Sean squeezed her fingers, managing to smile. He put his free arm around Katrina, who leaned closer, returning his smile. They looked ready to drop, but happy.

  Loz looked wide awake, her bright stare sweeping the room. She was doing a good job of disguising her distress, but Marnie wasn’t fooled. Less than two hours earlier she’d held the girl in her arms, listened to her sobbing, felt her heart thumping through her skin.

  ‘I was hoping for a quick word with Loz before the psychiatrist shows up.’

  ‘A statement, you mean?’ Katrina looked up. ‘We want to be with her for that.’

  ‘You will be. No, this is informal. I wanted to thank her for her courage.’

  Loz flushed. ‘Thanks,’ but her tone said, Shut up.

  ‘Would it be all right if we chatted for a couple of minutes? No longer than that, I promise.’

  ‘Loz?’ Sean stroked the back of her hand with his fingers. ‘Would that be okay?’

  ‘Sure.’ She swung her feet, nodding. ‘Yes.’

  Marnie waited until Sean and Katrina had gone. Then she took a seat at the side of the bed.

  ‘Before you ask,’ Loz said, ‘they’re not abusing me.’

  ‘Why would I ask that?’

  ‘Because of the sketches. Because the sketches made you wonder and you never found out why May left and because we don’t hug.’ Loz tipped her head at the linoleum floor. ‘We’re not tactile.’

  ‘Plenty of families aren’t tactile.’

  ‘There you go then. We’re normal. No good reason for her to leave, or for me to leave.’ Swinging her feet determinedly. ‘Lots of people have it worse than us. That’s what the school keeps saying.’

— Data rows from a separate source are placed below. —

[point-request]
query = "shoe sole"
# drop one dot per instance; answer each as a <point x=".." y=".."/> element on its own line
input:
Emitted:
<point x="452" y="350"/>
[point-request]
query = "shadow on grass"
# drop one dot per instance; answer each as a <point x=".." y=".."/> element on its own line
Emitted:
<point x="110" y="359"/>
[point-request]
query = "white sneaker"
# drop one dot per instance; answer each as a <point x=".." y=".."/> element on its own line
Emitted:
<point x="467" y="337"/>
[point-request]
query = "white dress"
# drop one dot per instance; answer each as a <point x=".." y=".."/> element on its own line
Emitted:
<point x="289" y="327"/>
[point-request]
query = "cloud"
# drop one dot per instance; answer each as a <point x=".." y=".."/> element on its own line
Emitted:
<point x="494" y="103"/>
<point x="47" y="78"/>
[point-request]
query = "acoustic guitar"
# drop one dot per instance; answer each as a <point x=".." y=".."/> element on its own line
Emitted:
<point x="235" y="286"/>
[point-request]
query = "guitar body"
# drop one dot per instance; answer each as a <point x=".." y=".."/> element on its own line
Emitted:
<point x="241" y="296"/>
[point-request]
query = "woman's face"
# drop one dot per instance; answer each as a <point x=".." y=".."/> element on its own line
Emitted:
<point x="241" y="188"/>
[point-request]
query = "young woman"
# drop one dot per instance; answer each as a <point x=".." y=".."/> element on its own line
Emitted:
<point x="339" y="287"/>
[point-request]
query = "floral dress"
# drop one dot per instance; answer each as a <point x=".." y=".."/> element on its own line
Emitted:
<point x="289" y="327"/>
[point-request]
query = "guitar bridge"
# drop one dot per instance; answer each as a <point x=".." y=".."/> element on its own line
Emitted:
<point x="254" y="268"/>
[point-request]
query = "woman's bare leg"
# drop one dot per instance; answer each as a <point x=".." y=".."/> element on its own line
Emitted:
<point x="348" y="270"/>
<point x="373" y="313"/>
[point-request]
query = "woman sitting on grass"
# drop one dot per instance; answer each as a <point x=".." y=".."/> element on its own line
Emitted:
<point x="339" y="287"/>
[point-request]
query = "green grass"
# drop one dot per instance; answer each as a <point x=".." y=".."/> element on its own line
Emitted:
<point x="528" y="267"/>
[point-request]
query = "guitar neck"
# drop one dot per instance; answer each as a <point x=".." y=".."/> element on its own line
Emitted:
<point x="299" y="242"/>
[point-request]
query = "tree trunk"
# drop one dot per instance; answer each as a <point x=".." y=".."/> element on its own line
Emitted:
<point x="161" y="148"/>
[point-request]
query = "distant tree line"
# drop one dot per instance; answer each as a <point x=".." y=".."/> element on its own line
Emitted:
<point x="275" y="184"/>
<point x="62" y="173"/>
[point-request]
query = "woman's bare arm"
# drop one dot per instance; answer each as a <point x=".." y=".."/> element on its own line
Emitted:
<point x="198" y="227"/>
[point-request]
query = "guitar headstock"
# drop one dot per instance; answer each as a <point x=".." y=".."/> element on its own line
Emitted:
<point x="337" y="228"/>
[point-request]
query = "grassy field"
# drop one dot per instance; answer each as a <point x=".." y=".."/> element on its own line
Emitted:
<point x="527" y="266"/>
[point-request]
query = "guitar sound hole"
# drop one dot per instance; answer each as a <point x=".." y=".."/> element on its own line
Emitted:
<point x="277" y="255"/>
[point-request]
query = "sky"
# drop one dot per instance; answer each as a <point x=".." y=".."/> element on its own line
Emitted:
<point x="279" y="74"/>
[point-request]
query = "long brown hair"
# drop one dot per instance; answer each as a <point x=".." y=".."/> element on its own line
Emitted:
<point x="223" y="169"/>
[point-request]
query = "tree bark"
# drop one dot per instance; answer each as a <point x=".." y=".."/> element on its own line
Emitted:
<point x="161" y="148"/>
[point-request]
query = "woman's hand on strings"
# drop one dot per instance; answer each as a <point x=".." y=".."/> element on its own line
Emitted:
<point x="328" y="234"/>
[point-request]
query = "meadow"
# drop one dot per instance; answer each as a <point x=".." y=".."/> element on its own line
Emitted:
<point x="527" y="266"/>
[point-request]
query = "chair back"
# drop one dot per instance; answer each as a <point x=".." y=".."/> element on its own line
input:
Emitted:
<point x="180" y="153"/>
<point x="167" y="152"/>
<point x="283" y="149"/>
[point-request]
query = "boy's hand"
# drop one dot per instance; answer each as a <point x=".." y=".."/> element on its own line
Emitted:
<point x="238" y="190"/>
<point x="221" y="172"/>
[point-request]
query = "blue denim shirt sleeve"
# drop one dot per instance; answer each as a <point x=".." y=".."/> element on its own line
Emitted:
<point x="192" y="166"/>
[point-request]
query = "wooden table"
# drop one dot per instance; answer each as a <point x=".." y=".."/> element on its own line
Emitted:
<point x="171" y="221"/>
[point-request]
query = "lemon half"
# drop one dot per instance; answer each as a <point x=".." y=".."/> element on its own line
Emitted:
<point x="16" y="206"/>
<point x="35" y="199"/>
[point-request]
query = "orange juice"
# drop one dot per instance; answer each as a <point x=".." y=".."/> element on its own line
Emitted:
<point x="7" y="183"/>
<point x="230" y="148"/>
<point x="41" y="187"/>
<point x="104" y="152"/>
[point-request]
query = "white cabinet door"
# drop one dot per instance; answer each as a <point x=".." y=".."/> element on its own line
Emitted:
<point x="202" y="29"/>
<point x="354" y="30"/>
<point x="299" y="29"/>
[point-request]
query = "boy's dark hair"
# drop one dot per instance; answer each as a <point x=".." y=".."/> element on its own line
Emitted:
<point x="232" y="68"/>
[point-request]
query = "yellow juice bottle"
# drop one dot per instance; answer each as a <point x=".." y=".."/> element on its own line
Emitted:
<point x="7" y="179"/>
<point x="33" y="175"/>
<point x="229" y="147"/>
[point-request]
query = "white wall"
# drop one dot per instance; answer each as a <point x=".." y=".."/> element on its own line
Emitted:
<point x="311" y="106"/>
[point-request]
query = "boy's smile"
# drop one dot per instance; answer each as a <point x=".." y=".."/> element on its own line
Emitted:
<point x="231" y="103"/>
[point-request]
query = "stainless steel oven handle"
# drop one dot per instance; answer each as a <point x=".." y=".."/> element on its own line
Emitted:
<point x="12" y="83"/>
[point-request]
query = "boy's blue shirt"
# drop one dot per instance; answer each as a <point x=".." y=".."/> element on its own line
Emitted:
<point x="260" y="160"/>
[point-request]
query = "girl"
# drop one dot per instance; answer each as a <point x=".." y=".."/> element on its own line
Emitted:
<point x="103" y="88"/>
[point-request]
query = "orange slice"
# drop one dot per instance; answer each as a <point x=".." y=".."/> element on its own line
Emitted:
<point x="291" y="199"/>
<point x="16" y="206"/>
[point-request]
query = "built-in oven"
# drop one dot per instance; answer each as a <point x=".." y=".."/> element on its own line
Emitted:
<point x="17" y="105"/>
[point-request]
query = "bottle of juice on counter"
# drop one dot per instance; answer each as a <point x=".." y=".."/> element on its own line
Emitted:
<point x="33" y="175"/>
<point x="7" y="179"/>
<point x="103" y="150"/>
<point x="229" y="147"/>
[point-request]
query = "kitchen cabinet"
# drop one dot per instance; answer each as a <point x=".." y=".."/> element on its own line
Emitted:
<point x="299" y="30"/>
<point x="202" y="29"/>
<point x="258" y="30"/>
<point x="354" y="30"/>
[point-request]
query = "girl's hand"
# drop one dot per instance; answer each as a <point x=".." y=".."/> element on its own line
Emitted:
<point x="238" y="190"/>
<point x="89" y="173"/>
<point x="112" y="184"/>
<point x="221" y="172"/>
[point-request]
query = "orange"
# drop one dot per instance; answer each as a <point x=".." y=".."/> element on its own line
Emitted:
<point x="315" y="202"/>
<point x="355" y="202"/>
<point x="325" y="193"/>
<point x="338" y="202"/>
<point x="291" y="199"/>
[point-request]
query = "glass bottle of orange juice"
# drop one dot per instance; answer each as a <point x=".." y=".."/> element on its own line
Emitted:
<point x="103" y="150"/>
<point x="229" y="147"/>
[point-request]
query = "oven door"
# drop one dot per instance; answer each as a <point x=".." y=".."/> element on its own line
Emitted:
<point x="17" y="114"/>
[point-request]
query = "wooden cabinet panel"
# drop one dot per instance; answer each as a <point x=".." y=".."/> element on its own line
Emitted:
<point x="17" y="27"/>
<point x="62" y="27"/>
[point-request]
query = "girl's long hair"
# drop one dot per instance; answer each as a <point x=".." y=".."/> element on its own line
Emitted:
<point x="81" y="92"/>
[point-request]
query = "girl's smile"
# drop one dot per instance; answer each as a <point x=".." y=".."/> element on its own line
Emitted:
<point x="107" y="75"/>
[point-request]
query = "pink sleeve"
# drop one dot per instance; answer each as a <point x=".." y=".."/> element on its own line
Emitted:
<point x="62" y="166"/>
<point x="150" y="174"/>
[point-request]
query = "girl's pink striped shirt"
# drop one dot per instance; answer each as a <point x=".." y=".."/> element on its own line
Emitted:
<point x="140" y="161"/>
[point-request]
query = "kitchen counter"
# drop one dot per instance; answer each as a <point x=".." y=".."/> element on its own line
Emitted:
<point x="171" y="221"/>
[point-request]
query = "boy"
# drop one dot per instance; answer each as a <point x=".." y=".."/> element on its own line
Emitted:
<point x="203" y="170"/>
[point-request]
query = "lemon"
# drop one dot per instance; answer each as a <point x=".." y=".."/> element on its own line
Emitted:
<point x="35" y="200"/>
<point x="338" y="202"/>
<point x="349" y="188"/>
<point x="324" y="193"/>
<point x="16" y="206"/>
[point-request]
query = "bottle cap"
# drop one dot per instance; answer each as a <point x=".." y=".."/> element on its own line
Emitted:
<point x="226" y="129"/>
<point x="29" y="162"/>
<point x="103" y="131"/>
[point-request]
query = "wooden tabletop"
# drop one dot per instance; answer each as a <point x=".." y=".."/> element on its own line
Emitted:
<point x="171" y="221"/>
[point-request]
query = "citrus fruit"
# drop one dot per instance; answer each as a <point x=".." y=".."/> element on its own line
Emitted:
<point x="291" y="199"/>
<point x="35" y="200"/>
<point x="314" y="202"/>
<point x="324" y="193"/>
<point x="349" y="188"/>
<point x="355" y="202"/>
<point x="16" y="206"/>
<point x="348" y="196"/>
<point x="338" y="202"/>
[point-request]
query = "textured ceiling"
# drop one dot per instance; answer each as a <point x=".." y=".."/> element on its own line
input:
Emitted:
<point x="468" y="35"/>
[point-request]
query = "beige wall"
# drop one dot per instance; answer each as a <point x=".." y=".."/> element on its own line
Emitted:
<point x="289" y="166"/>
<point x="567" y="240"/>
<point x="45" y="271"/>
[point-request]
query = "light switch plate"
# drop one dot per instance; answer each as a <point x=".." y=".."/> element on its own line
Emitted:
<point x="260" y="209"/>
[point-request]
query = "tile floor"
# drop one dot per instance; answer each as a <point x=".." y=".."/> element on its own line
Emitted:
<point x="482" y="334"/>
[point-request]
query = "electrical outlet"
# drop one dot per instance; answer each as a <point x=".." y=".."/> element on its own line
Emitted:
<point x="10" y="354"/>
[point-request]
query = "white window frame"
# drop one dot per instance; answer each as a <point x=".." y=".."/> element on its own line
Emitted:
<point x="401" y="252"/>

  Marnie sat very still, waiting for Loz to catch the different rhythm in the room and slow down.

  ‘So, no abuse. No mad rules. They can be a bit strict sometimes, but that’s how stuff gets done. May understood that. She didn’t run away. She ran to him. Eric. Because she was in love.’ Her voice said that abuse made more sense as a motive. ‘This was a love story.’ Her stare landed on Marnie, blackly. ‘In other words, I’ll be okay. I’m safe with them. And out there too. I’m not like May.’

  ‘Eric thinks you are. He said you two were the bravest people he’d met.’